PM Abadi says Baghdad will not discuss results of Kurdish independence referendum, calling it ‘unconstitutional’.
Iraq’s army has paired with Turkish forces to conduct joint military drills on the two nations’ shared border, military officials said.
Iraqi soldiers arrived in Turkey late on Monday in the face of exercises due to be carried out on Tuesday in Habur, near Turkey’s southeastern border with Iraq, a Turkish military statement said.
The joint drills come after Iraqi Kurds held a referendum on independence in the semi-autonomous Kurdish region of northern Iraq on Monday, in defiance of the Turkish and Iraqi government.
Tuesday’s drills will conclude Turkey’s military exercises in its southeastern region, which began on September 18, a week before Monday’s vote.
The ballot on independence, organised by Iraq’s Kurdistan Regional Government (KRG), is expected to return a majority “yes” vote when results are announced, which is expected to be within 72 hours.
Masoud Barzani, president of the KRG, said he would seek talks with Baghdad on how to implement the outcome of the poll.
“If we have a constructive dialogue, then we can give it even more time, in order to secure better relations between the Kurds and Baghdad,” he said on September 24.
Iraq, however, opposes the non-binding vote on the grounds that it contravenes the country’s constitution.
Haider al-Abadi, Iraq’s prime minister, told reporters on Monday the government would not hold talks with the KRG following the referendum.
“We are not ready to discuss or have a dialogue about the results of the referendum because it is unconstitutional,” he said.

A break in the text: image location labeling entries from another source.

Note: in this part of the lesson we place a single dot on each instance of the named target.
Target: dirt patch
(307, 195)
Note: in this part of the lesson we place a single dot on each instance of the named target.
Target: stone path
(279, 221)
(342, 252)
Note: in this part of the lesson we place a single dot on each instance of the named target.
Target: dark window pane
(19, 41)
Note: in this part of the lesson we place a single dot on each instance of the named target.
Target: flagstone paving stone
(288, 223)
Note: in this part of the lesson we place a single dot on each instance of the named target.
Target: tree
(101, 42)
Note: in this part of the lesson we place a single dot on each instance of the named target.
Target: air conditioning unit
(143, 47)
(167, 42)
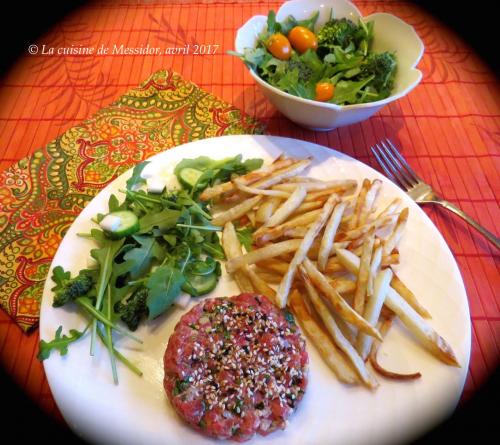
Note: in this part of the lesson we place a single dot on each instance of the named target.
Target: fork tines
(394, 165)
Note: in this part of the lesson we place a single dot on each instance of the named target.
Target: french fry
(266, 209)
(374, 268)
(296, 232)
(306, 207)
(251, 217)
(409, 296)
(343, 285)
(373, 308)
(336, 300)
(429, 338)
(385, 325)
(363, 274)
(301, 253)
(264, 253)
(360, 231)
(303, 179)
(287, 208)
(393, 240)
(335, 333)
(269, 277)
(264, 234)
(273, 265)
(370, 197)
(315, 186)
(283, 173)
(258, 191)
(323, 194)
(388, 260)
(260, 285)
(236, 212)
(329, 235)
(391, 208)
(330, 354)
(232, 249)
(249, 178)
(360, 202)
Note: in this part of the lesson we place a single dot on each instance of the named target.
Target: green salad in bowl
(331, 63)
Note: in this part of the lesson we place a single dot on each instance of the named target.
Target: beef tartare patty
(236, 366)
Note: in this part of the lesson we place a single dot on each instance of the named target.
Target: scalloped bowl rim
(332, 106)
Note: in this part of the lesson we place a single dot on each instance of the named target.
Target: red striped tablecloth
(448, 126)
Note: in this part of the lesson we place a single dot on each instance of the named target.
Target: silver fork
(398, 170)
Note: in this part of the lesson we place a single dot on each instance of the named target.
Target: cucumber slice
(128, 224)
(197, 285)
(189, 176)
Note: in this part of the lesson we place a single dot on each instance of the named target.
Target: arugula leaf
(166, 219)
(60, 277)
(142, 257)
(346, 91)
(164, 286)
(136, 179)
(215, 170)
(272, 26)
(343, 57)
(244, 235)
(105, 257)
(59, 343)
(291, 22)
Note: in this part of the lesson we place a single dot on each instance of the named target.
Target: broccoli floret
(304, 71)
(338, 32)
(134, 308)
(68, 288)
(383, 67)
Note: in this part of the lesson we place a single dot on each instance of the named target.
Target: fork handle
(485, 232)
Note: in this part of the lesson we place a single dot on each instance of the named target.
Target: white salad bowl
(390, 34)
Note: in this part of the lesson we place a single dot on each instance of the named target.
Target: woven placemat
(41, 195)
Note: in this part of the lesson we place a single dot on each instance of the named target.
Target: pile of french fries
(324, 250)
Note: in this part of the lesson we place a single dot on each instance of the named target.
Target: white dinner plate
(137, 411)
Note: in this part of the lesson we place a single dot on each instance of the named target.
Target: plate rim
(331, 152)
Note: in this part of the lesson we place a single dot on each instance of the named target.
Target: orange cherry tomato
(302, 39)
(279, 46)
(324, 91)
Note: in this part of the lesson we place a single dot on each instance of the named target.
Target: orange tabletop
(448, 126)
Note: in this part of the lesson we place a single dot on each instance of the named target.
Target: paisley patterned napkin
(41, 195)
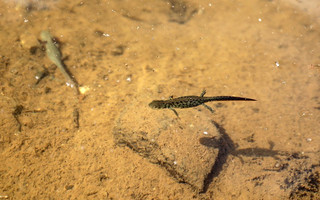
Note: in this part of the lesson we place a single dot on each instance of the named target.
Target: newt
(192, 101)
(55, 56)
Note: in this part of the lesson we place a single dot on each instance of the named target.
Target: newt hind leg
(203, 92)
(175, 112)
(208, 107)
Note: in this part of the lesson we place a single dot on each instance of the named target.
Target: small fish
(192, 101)
(55, 56)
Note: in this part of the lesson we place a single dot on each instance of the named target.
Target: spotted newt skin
(192, 101)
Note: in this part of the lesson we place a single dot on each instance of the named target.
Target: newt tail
(192, 101)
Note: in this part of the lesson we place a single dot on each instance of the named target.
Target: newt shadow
(227, 147)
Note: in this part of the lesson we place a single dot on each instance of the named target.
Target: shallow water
(56, 144)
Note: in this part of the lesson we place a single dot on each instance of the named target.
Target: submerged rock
(168, 141)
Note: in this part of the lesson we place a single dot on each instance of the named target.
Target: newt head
(156, 104)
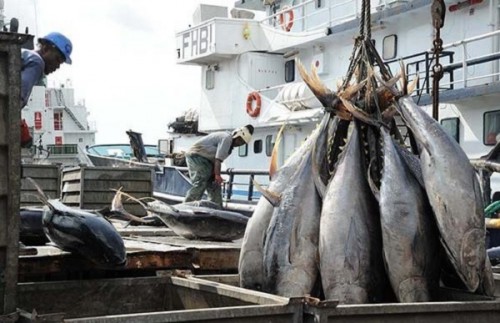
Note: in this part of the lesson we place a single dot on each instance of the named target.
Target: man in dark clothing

Turkey, which is home to an estimated 14 million Kurds, has also opposed the vote.
Ankara is concerned the referendum could encourage Turkey’s own Kurdish minority population to seek autonomy.
Recep Tayyip Erdogan, Turkey’s president, said in a speech on Monday that Ankara will close the Habur border crossing with northern Iraq following the plebiscite, and threatened to block Kurdish authorities from exporting oil to Turkey.
“After this, let’s see through which channels the northern Iraqi regional government will send its oil, or where it will sell it,” he said. “We have the tap. The moment we close the tap, then it’s done.”
Hundreds of thousands of barrels of oil a day flow through pipelines in northern Iraq’s Kurdish-controlled territory into Turkey.